Sentou-se em frente ao computador, completamente pelado, de pernas esticadas, com os olhos muito atentos a tudo que passava na tela, afinal, era o único sentido que podia dispensar àquela atividade. Tinha desligado as caixas de som e procurava manter seus ouvidos ligados a qualquer som que pudesse soar pela casa. Abria diversos vídeos, revezando entre o mouse e o próprio pau, que estava em riste a um bom tempo. Morenos, loiros, magros, malhados, ativos, passivos, boquetes, punhetas, penetrações espetaculares... Pornô profissional, amador, amador com jeito de profissional e profissional com jeito de amador. Era tanto conteúdo indecente, tanta putaria que Rafael ficava em dúvida entre o que assistir.

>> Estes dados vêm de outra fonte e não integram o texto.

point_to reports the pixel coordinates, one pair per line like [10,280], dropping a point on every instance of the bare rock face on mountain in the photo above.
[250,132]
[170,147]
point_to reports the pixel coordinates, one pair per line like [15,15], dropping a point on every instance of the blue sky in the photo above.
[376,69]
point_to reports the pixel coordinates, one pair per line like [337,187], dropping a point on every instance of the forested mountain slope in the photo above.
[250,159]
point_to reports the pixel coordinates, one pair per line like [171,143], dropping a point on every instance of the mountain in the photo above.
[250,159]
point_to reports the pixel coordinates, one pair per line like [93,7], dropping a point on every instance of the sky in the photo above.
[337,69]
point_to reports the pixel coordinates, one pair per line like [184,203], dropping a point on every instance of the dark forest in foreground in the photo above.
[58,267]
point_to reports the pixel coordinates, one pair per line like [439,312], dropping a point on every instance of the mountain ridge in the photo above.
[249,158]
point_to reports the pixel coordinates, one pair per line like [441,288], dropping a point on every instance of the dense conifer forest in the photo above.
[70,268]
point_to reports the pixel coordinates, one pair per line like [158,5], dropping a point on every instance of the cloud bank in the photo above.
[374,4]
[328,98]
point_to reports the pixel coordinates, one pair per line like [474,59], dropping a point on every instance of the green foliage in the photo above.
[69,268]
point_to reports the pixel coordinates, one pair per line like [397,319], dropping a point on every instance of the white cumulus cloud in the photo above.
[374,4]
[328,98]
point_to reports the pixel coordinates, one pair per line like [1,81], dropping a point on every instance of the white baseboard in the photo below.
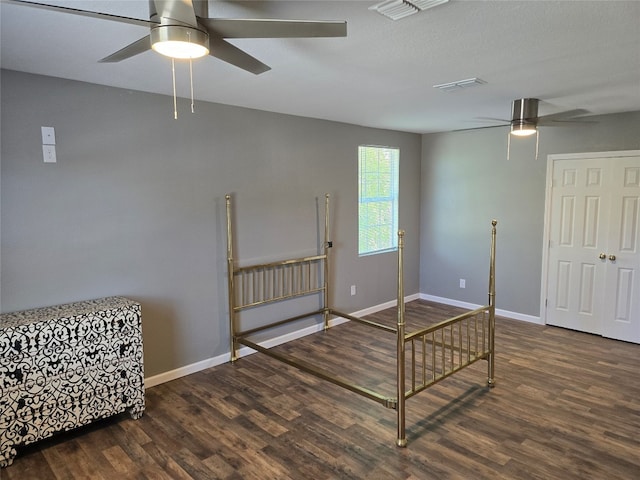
[472,306]
[244,351]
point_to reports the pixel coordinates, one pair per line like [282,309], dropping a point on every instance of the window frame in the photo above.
[390,224]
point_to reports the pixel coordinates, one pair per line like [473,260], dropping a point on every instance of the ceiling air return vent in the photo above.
[397,9]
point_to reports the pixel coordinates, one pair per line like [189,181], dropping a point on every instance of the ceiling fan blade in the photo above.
[560,116]
[233,55]
[129,51]
[180,11]
[492,119]
[269,28]
[478,128]
[84,13]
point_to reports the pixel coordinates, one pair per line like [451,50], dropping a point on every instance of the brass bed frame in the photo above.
[424,357]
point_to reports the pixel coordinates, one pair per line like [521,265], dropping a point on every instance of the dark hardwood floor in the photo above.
[566,406]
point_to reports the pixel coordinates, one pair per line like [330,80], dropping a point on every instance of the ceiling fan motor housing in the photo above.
[525,110]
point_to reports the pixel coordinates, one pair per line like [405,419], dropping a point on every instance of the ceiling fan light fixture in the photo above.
[180,42]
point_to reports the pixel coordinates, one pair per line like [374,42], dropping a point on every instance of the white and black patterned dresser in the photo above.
[65,366]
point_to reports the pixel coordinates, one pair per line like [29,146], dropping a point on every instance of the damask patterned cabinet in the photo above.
[65,366]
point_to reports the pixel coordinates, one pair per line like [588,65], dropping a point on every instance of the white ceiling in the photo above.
[570,54]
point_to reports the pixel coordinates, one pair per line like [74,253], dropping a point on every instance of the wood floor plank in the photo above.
[566,406]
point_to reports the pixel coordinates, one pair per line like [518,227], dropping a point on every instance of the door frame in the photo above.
[551,159]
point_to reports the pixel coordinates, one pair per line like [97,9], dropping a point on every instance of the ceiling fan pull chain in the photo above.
[173,74]
[191,79]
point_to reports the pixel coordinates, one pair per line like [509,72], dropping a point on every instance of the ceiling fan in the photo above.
[183,29]
[525,120]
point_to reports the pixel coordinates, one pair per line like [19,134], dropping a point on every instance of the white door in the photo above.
[594,246]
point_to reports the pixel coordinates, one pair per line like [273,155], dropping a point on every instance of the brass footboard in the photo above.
[437,352]
[424,357]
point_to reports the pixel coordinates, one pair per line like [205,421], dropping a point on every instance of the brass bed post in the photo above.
[230,273]
[492,307]
[400,410]
[327,246]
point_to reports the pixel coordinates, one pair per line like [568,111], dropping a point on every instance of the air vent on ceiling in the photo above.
[455,86]
[397,9]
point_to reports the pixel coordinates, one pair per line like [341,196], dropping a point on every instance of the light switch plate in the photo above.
[48,136]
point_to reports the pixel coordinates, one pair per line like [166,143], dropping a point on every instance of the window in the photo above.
[377,199]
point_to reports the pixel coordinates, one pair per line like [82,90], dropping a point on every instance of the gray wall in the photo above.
[467,181]
[135,205]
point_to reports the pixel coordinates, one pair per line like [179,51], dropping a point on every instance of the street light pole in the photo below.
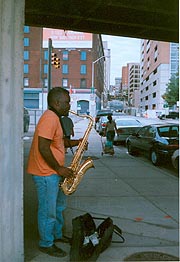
[92,84]
[49,63]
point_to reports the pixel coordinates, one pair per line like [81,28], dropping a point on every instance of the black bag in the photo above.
[88,241]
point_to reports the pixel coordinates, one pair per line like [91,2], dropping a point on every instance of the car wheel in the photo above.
[154,157]
[130,149]
[26,127]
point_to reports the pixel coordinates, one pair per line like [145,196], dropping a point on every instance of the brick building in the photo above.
[76,51]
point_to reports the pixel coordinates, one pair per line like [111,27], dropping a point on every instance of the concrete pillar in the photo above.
[11,130]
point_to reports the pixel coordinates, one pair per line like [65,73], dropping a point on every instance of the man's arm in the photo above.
[71,143]
[46,153]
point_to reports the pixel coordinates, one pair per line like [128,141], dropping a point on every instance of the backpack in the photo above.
[89,240]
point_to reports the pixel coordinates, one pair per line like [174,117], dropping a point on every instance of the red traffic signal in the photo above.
[53,58]
[55,61]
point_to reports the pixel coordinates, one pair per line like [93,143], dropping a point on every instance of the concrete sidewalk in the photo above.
[140,198]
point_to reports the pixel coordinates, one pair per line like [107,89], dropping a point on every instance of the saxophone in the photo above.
[69,185]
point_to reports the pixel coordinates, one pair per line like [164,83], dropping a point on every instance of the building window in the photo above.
[46,55]
[83,83]
[26,68]
[26,81]
[65,55]
[83,70]
[65,82]
[154,83]
[26,41]
[83,56]
[65,69]
[26,55]
[26,29]
[45,68]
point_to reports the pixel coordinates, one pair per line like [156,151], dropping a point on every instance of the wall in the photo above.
[11,130]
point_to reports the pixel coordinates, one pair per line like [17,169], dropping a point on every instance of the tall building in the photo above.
[159,60]
[133,84]
[77,51]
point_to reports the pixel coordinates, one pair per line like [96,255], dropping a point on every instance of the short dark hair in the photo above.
[55,94]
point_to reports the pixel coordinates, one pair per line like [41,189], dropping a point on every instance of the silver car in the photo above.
[126,126]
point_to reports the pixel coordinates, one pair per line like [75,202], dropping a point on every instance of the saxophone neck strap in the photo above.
[64,131]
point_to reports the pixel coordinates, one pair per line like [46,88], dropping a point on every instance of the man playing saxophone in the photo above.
[46,165]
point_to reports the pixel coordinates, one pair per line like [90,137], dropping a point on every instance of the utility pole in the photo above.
[49,62]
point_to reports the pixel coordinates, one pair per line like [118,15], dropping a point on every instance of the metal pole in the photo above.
[49,62]
[92,84]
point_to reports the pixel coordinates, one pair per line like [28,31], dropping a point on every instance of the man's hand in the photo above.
[65,172]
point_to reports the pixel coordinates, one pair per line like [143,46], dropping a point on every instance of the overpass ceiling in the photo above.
[145,19]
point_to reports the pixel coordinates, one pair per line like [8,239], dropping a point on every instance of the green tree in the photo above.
[171,96]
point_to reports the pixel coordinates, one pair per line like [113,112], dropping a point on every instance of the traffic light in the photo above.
[53,58]
[55,61]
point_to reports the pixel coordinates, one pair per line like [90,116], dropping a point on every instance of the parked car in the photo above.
[158,141]
[175,159]
[172,115]
[126,126]
[26,120]
[102,125]
[100,113]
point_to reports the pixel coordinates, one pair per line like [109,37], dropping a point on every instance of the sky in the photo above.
[123,50]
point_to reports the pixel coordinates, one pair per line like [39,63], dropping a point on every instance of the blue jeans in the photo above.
[51,203]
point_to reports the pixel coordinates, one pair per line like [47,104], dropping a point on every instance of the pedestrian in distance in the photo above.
[68,128]
[110,130]
[46,165]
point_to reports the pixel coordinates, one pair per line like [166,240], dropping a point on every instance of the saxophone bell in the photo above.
[69,185]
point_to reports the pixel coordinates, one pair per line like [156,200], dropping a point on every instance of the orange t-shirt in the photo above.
[48,127]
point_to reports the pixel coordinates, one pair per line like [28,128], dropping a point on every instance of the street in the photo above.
[140,198]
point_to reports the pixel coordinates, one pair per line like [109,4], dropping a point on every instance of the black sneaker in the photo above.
[53,251]
[64,239]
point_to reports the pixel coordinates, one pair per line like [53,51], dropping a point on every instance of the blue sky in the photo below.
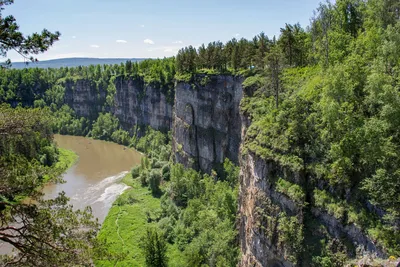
[151,28]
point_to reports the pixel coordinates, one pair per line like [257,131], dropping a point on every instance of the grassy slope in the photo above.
[126,224]
[66,159]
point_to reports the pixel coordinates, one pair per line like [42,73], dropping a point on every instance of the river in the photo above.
[94,180]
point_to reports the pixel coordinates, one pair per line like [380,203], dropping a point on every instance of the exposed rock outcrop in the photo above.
[207,121]
[134,102]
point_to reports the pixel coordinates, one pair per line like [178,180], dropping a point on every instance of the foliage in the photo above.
[294,191]
[155,249]
[13,39]
[43,232]
[104,127]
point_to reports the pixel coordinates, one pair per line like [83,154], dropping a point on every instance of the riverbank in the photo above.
[125,226]
[67,158]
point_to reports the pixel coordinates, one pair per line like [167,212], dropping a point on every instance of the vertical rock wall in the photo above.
[134,103]
[207,122]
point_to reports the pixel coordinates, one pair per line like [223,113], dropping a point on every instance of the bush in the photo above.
[155,249]
[166,172]
[135,172]
[154,181]
[143,177]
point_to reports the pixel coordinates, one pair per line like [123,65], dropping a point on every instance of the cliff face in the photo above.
[207,122]
[275,227]
[84,98]
[137,104]
[134,103]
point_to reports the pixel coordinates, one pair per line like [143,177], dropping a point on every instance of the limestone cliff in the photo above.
[134,102]
[276,227]
[207,122]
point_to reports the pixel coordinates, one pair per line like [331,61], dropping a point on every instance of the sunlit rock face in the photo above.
[134,103]
[207,124]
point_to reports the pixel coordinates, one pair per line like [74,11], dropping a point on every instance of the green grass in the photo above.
[66,159]
[132,209]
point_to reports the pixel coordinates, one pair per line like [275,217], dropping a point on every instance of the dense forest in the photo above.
[322,101]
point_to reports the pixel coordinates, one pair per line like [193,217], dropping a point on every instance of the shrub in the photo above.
[135,172]
[154,181]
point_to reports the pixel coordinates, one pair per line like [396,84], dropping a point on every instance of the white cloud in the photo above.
[148,41]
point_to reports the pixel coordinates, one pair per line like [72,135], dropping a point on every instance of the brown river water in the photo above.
[94,180]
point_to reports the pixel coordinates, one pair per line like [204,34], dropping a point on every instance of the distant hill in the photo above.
[72,62]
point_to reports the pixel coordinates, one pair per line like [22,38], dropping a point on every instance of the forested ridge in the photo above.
[322,103]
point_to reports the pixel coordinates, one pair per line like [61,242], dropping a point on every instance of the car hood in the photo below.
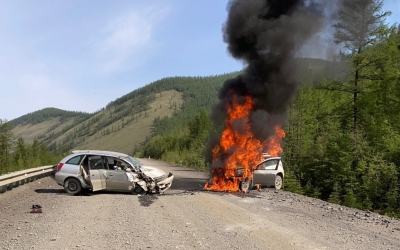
[151,171]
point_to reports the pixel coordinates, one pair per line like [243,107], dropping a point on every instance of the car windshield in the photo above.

Estava no fim de um vídeo de dois twinks transando, quando sentiu o orgasmo chegando. Acelerou os movimentos de vai e vem da mão e ofegando; no reflexo do prazer, fechou os olhos, pensando me Selton, pensando em gozar com Selton depois de uma transa louca. Aí, sabe-se lá porque, quando sentiu que ia gozar, ele abriu os olhos e pôs os olhos na tela do computador.

Alerta de Vírus

- O quê? – Rafael desconcentrou-se.

O seu anti-vírus detectou uma ameaça.

Não se preocupe...

Rafael nem terminou de ler a mensagem e, de repente, surgiu uma tela de erro totalmente azul e o computador reiniciou, com um barulho estranho. O garoto esqueceu completamente do que estava fazendo.

- O que aconteceu? – sussurrou, incrédulo. “Óbvio! Um vírus, idiota!”

Apareceu a tela de boot e o beep de memória apitou. Rafael encarou a tela apagada, esperando que o Windows carregasse. E esperou... esperou... esperou... e nada. A tela de boot reapareceu, o apito da memória RAM outra vez e nada do sistema operacional carregar.

- Só me faltava essa.

Estressado, Rafael apertou o botão de Power do computador, para desligá-lo, esperou alguns segundos, já completamente broxado. O processo frustrante se repetiu: boot, beep, tela escura e o computador reiniciava. Rafael franziu o rosto o cenho, desanimado. Tudo o que menos precisava naquele momento era que seu computador desse defeito.

Na esperança de que tudo se resolvesse, desligou o aparelho mais uma vez e religou. Não adiantou nada.

- Droga.

Agora seu quarto estava mergulhado na escuridão e em silêncio.

Considerou tomar um banho e terminar sua bronha no chuveiro, mas desanimou tanto que se resignou a ir deitar-se e dormir.